Paternalistisches Rollenbild
Die Schuld für das Festhalten an konservativen Strukturen allein den Arbeitgebern zuzuschieben, wäre also unfair. Es sind die Väter, die sich gegen Teilzeitarbeit entscheiden. Aber weshalb? Wagen sie es nicht, nach einer Reduzierung des Pensums zu fragen? Haben sie Angst, die Karriere zu vermasseln? Fehlen die Vorbilder? Oder hat man als Mann noch immer Beschützer und Ernährer zu sein?
Die paternalistischen Rollenbilder stecken tief in den Köpfen.
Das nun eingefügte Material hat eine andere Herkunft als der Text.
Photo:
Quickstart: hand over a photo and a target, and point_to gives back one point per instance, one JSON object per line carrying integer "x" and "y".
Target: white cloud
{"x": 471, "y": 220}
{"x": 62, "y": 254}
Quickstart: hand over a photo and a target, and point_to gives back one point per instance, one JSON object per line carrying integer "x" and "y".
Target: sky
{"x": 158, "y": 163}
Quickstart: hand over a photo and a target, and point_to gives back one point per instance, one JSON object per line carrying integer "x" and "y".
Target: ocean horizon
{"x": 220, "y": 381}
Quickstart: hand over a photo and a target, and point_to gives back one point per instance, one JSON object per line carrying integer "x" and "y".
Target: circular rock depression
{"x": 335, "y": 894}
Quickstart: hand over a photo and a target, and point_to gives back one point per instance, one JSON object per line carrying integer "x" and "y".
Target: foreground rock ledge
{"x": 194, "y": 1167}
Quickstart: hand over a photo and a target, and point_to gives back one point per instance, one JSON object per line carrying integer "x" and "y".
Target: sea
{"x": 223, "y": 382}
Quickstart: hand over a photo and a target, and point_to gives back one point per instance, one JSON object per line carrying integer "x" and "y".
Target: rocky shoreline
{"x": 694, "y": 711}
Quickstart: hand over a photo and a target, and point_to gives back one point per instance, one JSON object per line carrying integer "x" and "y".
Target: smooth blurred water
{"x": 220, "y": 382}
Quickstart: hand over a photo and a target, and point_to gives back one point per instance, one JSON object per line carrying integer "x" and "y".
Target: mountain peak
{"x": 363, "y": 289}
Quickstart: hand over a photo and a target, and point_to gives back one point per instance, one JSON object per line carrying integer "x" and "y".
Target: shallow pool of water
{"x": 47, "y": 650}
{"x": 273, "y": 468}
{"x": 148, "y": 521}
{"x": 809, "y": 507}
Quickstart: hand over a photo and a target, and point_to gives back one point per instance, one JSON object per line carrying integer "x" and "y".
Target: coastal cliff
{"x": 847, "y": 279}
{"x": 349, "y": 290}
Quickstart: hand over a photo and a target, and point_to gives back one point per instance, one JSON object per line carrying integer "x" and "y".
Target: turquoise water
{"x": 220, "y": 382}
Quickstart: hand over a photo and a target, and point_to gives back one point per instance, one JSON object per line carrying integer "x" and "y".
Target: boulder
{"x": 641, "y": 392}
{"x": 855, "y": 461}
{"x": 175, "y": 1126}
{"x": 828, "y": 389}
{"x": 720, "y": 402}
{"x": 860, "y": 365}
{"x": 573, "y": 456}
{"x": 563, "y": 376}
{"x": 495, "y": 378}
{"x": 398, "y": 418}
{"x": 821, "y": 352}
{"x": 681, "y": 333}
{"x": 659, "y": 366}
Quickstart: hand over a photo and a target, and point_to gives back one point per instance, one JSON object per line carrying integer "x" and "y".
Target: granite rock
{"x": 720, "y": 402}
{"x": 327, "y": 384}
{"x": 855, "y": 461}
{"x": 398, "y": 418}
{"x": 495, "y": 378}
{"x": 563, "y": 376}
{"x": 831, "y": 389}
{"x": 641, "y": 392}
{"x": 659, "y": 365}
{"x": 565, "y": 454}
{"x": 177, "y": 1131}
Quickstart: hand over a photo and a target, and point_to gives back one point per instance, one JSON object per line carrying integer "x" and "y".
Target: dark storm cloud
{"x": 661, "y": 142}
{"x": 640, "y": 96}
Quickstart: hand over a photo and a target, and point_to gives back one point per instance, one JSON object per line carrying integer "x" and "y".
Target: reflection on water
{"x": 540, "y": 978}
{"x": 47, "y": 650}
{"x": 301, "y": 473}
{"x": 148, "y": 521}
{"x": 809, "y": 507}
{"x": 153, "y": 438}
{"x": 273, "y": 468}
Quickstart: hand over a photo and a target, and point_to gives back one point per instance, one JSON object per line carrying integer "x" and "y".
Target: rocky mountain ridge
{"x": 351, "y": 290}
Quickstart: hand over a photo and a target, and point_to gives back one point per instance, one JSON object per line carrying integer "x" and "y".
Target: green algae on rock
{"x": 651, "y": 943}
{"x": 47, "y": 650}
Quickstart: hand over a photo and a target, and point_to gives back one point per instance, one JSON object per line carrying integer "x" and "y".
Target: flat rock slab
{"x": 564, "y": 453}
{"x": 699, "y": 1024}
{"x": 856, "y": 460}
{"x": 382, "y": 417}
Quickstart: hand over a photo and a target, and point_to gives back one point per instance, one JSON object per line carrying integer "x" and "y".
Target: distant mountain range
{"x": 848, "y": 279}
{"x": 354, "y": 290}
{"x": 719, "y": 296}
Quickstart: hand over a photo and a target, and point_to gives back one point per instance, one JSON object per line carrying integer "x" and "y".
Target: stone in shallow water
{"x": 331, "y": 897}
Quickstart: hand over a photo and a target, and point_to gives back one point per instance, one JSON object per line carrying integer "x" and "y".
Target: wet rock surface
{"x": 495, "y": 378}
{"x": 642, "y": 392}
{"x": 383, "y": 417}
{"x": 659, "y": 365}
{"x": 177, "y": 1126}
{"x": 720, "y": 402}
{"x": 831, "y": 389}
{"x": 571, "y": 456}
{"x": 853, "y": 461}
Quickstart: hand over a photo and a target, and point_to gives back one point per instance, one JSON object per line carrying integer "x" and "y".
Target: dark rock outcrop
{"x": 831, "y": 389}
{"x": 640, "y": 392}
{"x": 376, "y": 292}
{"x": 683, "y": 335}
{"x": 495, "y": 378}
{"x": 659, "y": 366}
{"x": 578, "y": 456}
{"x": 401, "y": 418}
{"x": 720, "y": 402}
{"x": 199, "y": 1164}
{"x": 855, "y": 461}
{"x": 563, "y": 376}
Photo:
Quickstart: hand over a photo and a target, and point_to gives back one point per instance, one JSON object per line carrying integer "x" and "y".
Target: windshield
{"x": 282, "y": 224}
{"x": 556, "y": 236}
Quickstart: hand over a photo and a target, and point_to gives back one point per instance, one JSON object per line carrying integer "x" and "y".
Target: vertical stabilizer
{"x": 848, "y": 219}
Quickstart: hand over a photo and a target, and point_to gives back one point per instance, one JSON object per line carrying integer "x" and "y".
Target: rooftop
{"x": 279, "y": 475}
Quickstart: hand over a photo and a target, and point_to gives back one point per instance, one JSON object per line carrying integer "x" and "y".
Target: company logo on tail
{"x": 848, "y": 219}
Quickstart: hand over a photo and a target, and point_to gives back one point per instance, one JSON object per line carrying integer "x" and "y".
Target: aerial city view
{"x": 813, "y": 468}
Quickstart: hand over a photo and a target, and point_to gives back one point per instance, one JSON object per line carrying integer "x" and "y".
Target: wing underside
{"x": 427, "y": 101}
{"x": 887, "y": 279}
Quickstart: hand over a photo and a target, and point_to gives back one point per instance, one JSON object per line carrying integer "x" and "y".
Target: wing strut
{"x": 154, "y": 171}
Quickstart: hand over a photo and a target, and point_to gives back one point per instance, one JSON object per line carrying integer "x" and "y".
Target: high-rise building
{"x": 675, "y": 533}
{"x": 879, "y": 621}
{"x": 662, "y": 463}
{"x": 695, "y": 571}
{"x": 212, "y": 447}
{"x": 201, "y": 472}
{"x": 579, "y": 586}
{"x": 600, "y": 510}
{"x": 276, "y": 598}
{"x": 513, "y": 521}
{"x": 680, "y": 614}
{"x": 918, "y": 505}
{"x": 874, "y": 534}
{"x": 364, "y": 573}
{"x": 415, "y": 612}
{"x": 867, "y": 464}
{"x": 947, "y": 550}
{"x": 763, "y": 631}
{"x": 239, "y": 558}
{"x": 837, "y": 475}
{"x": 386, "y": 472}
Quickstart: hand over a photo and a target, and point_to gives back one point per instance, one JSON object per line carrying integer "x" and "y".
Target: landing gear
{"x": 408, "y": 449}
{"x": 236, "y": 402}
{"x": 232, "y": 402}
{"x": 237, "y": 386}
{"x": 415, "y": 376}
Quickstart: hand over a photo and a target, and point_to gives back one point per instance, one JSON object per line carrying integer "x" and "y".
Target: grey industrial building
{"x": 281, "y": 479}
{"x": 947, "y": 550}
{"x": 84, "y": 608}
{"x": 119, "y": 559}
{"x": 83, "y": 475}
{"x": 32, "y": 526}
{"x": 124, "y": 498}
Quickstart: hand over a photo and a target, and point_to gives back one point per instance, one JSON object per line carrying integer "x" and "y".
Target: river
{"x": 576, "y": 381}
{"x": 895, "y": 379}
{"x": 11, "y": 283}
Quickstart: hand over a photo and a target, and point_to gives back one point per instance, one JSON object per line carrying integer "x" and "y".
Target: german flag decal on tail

Aber nicht nur in jenen der Männer. Denn auch die Frauen bleiben gerne an alten Rollenmustern haften. Und schwindeln sich mitunter etwas vor: Zwar stieg die Teilzeitquote der Mütter deutlich, doch die Gründe, die dafür vorgebracht werden, widerspiegeln oft Halbherzigkeit.
Denn die einen wollen «mit einem Fuss in der Arbeitswelt bleiben, um später wieder aufzustocken», die anderen «bei einer allfälligen Trennung nicht mit abgesägten Hosen dastehen». Zwar arbeiten laut BfS in der Schweiz mittlerweile zwei Drittel der Mütter Teilzeit – generieren mit den kleinen Pensen aber bloss 24 Prozent des Haushalteinkommens.
Damit mangelt es für junge Mütter an Vorbildern, an Frauen, welche die Verantwortung für das Familieneinkommen zumindest partnerschaftlich mittragen. Womöglich aber empfinden viele Eltern das traditionelle Rollenmodell gar nicht als Hindernis, das es zu überwinden gilt. So fühlen sich viele Väter wohl in ihrer Rolle als (Fast-)Alleinernährer. Sie lassen sich nicht einschüchtern von gesellschaftlichen Erwartungen und Idealen. Und sie vermögen das Bild von neuer Männlichkeit, zu der längst auch Engagement und Fürsorglichkeit für die Familie gehören, gut zu vereinbaren mit einem Vollzeitjob.